Von wegen Privatsphäre-Paradoxon

Wir sorgen uns um Privatsphäre, teilen aber trotzdem viele persönliche Daten online – ein Widerspruch, der in der Forschung als ‚Privatsphäre-Paradoxon‘ bekannt ist. Denn paradox bedeutet, gegen die eigenen Einstellungen zu handeln. Tatsächlich gibt es für das Privatsphäre-Paradoxon aber wenige Belege.

Eindrücklich zeigt das eine vor kurzem erschienene Arbeit, die Tobias Dienlin vom Institut für Publizistik der Universität Wien gemeinsam mit zwei weiteren Forschenden im Fachjournal New Media and Society veröffentlicht hat. Zwischen 2014 und 2017 wurden insgesamt 1.403 Menschen in Deutschland dazu befragt, wie oft sie welche persönlichen Informationen online teilen, ob sie sich sorgen, dass Firmen oder Geheimdienste ihre Daten sammeln, und ob sie es für vernünftig halten, Informationen online zu teilen. 

Die Ergebnisse zeigen: Wer sich mehr um Datenschutz sorgt, teilt etwas weniger persönliche Informationen als jene, die sich weniger Sorgen machen. Und wer das Teilen von Daten für unvernünftig hält, teilt deutlich weniger als andere. 

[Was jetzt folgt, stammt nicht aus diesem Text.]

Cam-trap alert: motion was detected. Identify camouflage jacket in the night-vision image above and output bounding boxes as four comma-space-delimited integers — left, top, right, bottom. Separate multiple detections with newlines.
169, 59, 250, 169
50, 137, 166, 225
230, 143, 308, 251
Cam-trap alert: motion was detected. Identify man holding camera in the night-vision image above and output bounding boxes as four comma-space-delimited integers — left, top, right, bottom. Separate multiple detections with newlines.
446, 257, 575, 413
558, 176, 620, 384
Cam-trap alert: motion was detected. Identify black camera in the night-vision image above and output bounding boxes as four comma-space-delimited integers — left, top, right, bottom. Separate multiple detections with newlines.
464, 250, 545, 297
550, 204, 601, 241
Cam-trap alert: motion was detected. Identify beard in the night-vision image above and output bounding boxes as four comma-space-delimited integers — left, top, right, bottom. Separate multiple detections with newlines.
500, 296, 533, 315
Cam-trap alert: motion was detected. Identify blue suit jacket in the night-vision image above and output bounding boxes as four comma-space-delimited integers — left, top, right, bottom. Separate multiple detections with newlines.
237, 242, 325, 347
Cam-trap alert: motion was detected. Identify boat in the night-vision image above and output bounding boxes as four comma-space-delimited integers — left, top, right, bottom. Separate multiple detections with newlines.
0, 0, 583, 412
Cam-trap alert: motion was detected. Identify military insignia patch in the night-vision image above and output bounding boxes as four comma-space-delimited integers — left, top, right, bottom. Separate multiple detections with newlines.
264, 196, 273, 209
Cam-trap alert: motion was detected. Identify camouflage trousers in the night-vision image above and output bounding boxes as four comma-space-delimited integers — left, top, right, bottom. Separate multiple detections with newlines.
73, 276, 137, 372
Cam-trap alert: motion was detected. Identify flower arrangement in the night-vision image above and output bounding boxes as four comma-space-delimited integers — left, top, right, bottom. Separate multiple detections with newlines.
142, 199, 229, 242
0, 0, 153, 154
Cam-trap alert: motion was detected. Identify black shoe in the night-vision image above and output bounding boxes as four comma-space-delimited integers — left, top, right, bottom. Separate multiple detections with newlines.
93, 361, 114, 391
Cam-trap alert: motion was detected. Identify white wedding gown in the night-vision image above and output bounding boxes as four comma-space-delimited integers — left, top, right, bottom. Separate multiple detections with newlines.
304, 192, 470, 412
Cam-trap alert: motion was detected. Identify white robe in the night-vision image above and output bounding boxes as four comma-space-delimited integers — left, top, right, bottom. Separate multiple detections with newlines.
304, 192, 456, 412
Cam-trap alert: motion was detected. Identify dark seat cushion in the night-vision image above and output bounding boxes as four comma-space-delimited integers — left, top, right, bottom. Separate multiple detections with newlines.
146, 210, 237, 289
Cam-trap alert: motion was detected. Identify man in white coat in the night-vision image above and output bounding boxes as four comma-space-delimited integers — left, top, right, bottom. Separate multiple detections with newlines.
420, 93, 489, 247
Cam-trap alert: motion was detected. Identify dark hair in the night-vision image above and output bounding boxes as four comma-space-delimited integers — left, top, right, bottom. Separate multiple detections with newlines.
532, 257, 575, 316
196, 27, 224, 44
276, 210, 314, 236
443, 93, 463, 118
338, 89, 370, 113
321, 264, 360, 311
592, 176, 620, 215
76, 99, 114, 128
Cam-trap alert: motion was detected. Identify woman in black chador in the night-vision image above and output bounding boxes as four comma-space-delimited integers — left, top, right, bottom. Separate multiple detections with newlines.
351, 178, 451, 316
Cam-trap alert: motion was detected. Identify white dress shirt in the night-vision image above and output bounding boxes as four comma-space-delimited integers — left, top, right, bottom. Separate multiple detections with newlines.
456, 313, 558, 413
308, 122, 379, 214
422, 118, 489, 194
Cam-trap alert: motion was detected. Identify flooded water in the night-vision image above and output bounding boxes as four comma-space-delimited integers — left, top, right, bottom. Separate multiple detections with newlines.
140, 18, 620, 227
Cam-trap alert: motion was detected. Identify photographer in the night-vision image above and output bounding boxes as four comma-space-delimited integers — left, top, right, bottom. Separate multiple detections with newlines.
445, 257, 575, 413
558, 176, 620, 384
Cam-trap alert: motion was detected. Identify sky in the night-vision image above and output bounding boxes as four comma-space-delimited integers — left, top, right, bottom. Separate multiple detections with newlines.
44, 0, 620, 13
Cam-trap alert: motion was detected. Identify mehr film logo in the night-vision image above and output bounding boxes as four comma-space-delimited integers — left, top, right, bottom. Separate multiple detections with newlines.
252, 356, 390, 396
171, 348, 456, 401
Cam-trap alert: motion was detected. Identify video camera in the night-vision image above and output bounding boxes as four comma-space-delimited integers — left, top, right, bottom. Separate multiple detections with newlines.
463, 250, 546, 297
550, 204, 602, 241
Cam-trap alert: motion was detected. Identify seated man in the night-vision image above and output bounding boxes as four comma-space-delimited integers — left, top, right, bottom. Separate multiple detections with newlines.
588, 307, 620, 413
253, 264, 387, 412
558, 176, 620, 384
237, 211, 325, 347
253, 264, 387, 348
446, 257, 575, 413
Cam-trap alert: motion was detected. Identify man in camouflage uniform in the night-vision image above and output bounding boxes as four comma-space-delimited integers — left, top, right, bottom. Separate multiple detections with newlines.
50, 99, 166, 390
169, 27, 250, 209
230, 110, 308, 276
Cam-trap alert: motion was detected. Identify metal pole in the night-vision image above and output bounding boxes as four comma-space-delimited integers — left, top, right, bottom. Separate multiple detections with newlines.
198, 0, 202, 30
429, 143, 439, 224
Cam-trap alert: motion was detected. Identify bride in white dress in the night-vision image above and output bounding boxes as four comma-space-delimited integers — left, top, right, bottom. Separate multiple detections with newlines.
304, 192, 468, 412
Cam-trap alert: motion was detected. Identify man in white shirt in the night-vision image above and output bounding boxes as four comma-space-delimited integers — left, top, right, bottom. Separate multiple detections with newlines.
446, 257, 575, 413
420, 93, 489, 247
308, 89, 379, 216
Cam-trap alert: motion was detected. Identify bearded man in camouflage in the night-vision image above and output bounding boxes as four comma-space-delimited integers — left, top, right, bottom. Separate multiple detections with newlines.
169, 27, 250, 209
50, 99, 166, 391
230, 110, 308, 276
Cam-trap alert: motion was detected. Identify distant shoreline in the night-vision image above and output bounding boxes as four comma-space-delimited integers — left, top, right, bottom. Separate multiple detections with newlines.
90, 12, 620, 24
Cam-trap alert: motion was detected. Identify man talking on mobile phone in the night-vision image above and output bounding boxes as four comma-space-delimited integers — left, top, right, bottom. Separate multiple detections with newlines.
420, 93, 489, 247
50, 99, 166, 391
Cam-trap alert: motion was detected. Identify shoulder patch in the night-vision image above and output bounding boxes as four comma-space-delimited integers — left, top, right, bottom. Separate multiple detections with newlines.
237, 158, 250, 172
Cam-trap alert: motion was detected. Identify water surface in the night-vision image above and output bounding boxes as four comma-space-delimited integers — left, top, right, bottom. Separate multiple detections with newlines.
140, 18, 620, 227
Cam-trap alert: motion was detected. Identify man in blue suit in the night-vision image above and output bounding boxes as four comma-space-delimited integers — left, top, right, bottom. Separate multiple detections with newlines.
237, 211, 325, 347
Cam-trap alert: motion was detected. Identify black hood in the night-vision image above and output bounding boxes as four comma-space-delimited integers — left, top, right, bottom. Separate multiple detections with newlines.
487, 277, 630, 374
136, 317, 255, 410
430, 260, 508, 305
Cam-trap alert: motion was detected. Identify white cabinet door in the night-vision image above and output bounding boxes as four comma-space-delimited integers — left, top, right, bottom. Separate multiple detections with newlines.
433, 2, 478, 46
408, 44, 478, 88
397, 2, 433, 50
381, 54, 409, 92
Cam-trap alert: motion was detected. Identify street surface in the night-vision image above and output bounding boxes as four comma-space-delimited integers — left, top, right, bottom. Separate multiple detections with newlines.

Was selbstverständlich klingt, – warum sollten wir nicht nach unseren Überzeugungen handeln? – ist es nicht. Ein Beispiel: Fast jede*r ist der Meinung, dass es gesund und wichtig ist, regelmäßig Sport zu treiben. Viele tun es trotzdem nicht, weil andere Faktoren das Vorhaben behindern – Gewohnheit, Bequemlichkeit oder die äußeren Umstände.

Die Studie zeigte übrigens andere Ergebnisse, als das Verhalten über einen längeren Zeitraum betrachtet wurde: Ein halbes Jahr später handelten Teilnehmende ohne Zusammenhang zu den Einstellungen, die sie zuvor angegeben hatten. Das spricht für das Paradoxon – oder bedeutet schlicht, dass in einer Folgestudie Einstellungen und Handlungen zeitgleich abgefragt werden müssen. 

Dazu kommt, dass die Daten vor dem Cambridge Analytica-Skandal und dem Inkrafttreten der Datenschutzgrundverordnung im Jahr 2018 erhoben wurden. Beide Ereignisse rückten das Thema Datenschutz ins Zentrum vieler Debatten. Zudem lag das Durchschnittsalter der Befragten bei 53 Jahren; eine Studie unter jüngeren Internetuser*innen käme möglicherweise zu einem anderen Ergebnis.

Es spricht also einiges dafür, dass unser Verhalten, was die eigene Privatsphäre betrifft, nicht paradox, sondern durchaus vernünftig ist. Da könnten wir uns beim Sport ein Beispiel daran nehmen.